Phosphorylation of the C-terminal tail as a switch for the binding with BKI1 to PUB30/31

Our biochemical studies revealed that ER_CT negatively regulates the kinase activity and protein abundance of ER through recruiting BKI1 and PUB30/31 before and after the activation of ER, respectively (Figs. 2, 3). To address whether phosphorylation status of the C-terminal tail affect the interaction of ER with BKI1 and PUB30/31, we performed site-directed mutagenesis of the eight phosphosites within ER_CT, including six experimentally detected sites and two potential sites (Ser959 and Ser975), for a series of in vitro and in vivo assays. The in vitro BLI assays showed that the phosphomimetic version ER_CDT/S8E exhibits weaker interaction with BKI1 than the wild-type ER_CD or the phosphonull version ER_CDT/S8A (Fig. 5A).
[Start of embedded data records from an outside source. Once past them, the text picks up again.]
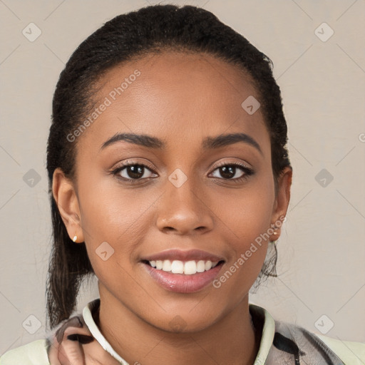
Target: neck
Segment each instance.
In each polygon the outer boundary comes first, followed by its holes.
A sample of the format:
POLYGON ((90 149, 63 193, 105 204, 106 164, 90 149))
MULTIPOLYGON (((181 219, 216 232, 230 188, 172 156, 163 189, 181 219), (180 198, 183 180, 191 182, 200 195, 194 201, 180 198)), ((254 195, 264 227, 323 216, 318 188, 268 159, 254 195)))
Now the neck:
POLYGON ((128 364, 252 365, 255 361, 261 334, 255 330, 248 295, 210 327, 195 332, 174 333, 148 324, 109 292, 103 290, 100 294, 96 324, 128 364))

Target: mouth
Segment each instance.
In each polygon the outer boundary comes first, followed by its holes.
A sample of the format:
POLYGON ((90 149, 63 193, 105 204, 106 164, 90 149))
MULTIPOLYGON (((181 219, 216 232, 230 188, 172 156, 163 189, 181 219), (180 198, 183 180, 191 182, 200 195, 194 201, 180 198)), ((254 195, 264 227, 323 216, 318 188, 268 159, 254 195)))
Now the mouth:
POLYGON ((225 260, 147 260, 141 263, 155 282, 178 293, 193 293, 207 287, 218 275, 225 260))
POLYGON ((148 264, 157 270, 162 270, 165 272, 173 274, 183 274, 185 275, 193 275, 197 272, 204 272, 205 271, 214 269, 216 266, 222 264, 224 260, 212 262, 210 260, 190 260, 180 261, 175 260, 142 260, 143 264, 148 264))

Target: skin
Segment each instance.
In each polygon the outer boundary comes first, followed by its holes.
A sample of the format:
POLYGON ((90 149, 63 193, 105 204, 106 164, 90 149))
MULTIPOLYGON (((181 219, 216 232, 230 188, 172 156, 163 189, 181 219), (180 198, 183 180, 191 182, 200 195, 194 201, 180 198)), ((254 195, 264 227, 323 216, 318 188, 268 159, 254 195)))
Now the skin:
MULTIPOLYGON (((197 248, 225 258, 222 274, 285 215, 292 170, 282 171, 275 192, 261 109, 249 115, 241 106, 248 96, 259 97, 237 66, 209 55, 148 55, 107 72, 96 105, 135 69, 140 76, 78 138, 76 180, 60 169, 53 175, 53 196, 68 234, 85 242, 98 278, 98 325, 129 364, 252 364, 260 334, 251 323, 248 292, 279 228, 218 289, 170 292, 140 259, 170 248, 197 248), (151 135, 167 147, 119 141, 101 150, 116 133, 151 135), (245 143, 202 148, 207 136, 235 133, 251 136, 262 152, 245 143), (153 169, 132 185, 110 173, 126 160, 153 169), (235 182, 220 170, 221 163, 242 163, 255 173, 235 182), (180 187, 168 180, 177 168, 187 177, 180 187), (96 253, 103 242, 114 250, 106 261, 96 253), (170 323, 178 314, 184 326, 174 329, 170 323)), ((234 178, 245 174, 237 168, 234 178)), ((119 176, 132 178, 126 168, 119 176)))

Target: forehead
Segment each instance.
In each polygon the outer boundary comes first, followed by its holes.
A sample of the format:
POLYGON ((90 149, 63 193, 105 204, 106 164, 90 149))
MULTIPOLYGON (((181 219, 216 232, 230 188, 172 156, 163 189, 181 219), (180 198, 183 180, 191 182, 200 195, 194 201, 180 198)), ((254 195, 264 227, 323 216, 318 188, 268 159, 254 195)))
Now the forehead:
POLYGON ((150 53, 108 71, 97 88, 81 141, 93 150, 116 133, 158 136, 175 150, 237 132, 269 143, 260 108, 249 114, 242 106, 259 99, 250 77, 210 55, 150 53))

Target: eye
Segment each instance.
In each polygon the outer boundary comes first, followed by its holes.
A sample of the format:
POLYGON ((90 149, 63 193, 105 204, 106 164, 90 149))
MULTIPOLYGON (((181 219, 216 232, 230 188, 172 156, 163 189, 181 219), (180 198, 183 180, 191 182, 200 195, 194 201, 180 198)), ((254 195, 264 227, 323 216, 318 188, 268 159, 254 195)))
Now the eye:
MULTIPOLYGON (((254 173, 252 169, 240 163, 225 163, 220 166, 218 166, 214 171, 217 171, 220 174, 224 180, 232 180, 236 182, 242 181, 254 173)), ((214 177, 219 178, 219 176, 214 177)))
POLYGON ((153 173, 148 166, 133 161, 126 161, 114 169, 111 173, 123 180, 130 180, 131 182, 153 177, 151 176, 153 173))

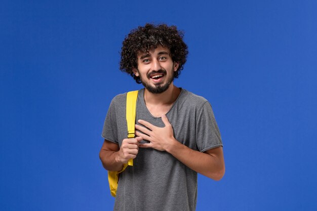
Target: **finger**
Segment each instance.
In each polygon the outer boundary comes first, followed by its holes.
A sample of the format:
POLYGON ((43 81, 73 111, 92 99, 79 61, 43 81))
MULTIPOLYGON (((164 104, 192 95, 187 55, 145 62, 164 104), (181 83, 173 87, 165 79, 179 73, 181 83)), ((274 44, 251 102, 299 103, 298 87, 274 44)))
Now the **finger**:
POLYGON ((138 152, 139 152, 138 149, 129 149, 129 151, 127 151, 129 155, 136 155, 138 154, 138 152))
MULTIPOLYGON (((137 132, 137 131, 136 132, 137 132)), ((138 143, 138 142, 140 142, 141 141, 143 140, 143 138, 141 137, 141 136, 137 136, 136 137, 135 137, 134 139, 135 139, 135 140, 137 141, 138 143)))
POLYGON ((135 129, 137 130, 138 130, 139 131, 141 131, 141 132, 143 133, 147 134, 151 132, 151 131, 147 129, 147 128, 144 128, 144 126, 139 125, 138 124, 135 125, 135 129))
POLYGON ((139 119, 138 120, 138 122, 139 122, 142 125, 145 126, 146 128, 148 128, 151 131, 153 131, 153 127, 155 126, 153 124, 151 124, 150 122, 145 121, 144 120, 142 120, 142 119, 139 119))
POLYGON ((148 144, 140 144, 139 146, 141 148, 152 148, 152 144, 150 143, 148 144))
POLYGON ((167 126, 167 125, 171 124, 171 123, 170 123, 170 121, 169 121, 169 119, 168 119, 167 116, 166 116, 166 115, 165 114, 162 115, 162 121, 163 121, 163 123, 164 123, 165 126, 167 126))
POLYGON ((140 133, 138 131, 137 131, 135 134, 138 137, 142 137, 143 140, 148 140, 150 139, 150 137, 147 135, 146 134, 142 134, 142 133, 140 133))
POLYGON ((138 144, 129 144, 129 145, 127 146, 128 147, 128 149, 138 149, 139 148, 139 146, 138 146, 138 144))

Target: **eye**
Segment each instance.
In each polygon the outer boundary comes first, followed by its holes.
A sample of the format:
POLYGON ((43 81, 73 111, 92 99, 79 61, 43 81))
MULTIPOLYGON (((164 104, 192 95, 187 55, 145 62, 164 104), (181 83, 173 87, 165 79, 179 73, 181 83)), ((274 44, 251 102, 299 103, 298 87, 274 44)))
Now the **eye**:
POLYGON ((148 59, 145 59, 143 60, 142 62, 144 63, 148 63, 149 62, 150 62, 150 60, 148 59))

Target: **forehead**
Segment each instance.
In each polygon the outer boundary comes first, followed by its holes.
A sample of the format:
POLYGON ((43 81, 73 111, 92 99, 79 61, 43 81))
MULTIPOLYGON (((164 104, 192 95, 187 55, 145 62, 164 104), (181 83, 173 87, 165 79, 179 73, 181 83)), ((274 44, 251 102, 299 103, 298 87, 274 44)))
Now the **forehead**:
POLYGON ((139 52, 138 53, 138 58, 144 57, 144 56, 150 56, 151 55, 155 55, 163 54, 170 54, 171 52, 170 49, 167 47, 164 47, 162 46, 158 46, 156 49, 152 49, 149 51, 145 52, 139 52))

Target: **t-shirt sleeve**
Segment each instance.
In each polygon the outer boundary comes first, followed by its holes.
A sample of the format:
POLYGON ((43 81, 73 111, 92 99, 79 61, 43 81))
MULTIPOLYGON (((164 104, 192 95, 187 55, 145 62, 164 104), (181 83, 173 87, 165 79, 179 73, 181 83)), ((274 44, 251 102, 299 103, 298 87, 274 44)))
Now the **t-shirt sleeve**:
POLYGON ((103 124, 101 137, 106 140, 118 143, 116 113, 114 99, 111 101, 103 124))
POLYGON ((208 101, 204 103, 198 115, 196 142, 198 149, 201 152, 222 146, 220 132, 211 105, 208 101))

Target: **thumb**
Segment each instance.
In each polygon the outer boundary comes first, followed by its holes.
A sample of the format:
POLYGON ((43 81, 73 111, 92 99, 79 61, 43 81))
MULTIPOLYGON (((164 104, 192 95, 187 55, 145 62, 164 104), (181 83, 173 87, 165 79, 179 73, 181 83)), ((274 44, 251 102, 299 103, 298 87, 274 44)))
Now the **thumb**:
POLYGON ((167 116, 166 116, 166 114, 163 114, 162 115, 162 118, 163 123, 164 123, 164 124, 165 124, 165 126, 171 124, 170 121, 169 121, 169 119, 167 118, 167 116))

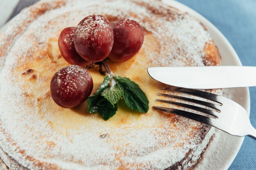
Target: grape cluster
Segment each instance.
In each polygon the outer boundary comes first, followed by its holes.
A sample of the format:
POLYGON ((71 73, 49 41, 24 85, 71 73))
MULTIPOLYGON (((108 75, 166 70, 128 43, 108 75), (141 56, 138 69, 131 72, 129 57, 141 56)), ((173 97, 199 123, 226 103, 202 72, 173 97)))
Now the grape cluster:
POLYGON ((64 59, 72 65, 61 69, 52 77, 53 100, 64 108, 84 102, 92 92, 93 83, 87 69, 81 66, 108 57, 114 61, 127 60, 139 51, 144 38, 143 29, 136 21, 119 20, 111 24, 98 15, 85 17, 76 27, 64 28, 59 37, 59 48, 64 59))

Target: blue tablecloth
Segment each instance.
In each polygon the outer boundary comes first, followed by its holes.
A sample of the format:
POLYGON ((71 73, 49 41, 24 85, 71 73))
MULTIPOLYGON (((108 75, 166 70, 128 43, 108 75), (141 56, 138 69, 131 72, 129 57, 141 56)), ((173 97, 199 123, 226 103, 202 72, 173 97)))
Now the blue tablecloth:
MULTIPOLYGON (((10 18, 38 0, 20 0, 10 18)), ((177 0, 215 25, 231 43, 243 65, 256 66, 256 0, 177 0)), ((256 127, 256 87, 250 88, 250 118, 256 127)), ((229 170, 256 170, 256 140, 245 137, 229 170)))
MULTIPOLYGON (((243 65, 256 66, 256 0, 177 0, 205 17, 227 37, 243 65)), ((252 78, 256 78, 255 77, 252 78)), ((250 88, 251 115, 256 127, 256 87, 250 88)), ((256 140, 246 137, 229 170, 256 170, 256 140)))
Next, we performed in vivo Co-IP experiments using transgenic plants carrying epitope tagged-ER, ERpro::ER-FLAG, phosphonull version ERpro::ERT/S8A-FLAG, and phosphomimetic version ERpro::ERT/S8E-FLAG with BKI1 (ERpro::BKI1-YFP). The association of BKI1-YFP with ERT/S8E-FLAG was markedly reduced compared with the wild-type version (Fig. 5B). By contrast, the phosphonull mutant ERT/S8A-FLAG exhibited stronger interaction with BKI1 than the wild-type ER-FLAG (Fig. 5B). These results suggest that phosphorylation within ER_CT abolishes the binding of BKI1 and ER. Intriguingly, the phosphonull version, ER_CDT/S8A, exhibits much weaker interaction with PUB30 than the wild-type version ER_CD or the phosphomimetic version ER_CDT/S8E (Fig. 5C). Further in vivo co-immunoprecipitation assays from Arabidopsis seedlings demonstrated both PUB30 and PUB31 show weak interaction with the phosphonull version of ER (ERT/S8A-FLAG) (Fig. 5D). In contrast, PUB30 and PUB31 show stronger interaction with the phosphomimetic version of ER (ERT/S8E-FLAG) than the wild-type ER-FLAG, thereby confirming that phosphorylation of the C-terminal tail intensifies the association with its E3 ligases (Fig. 5D). Collectively, these findings suggest that the phosphorylation of the ER C-terminal tail leads to the eviction of BKI1 and recruitment of PUB30/31.

Figure 5. Phosphorylation of the ER C-terminal tail evicts BKI1 and recruits PUB30/31.

Figure 5.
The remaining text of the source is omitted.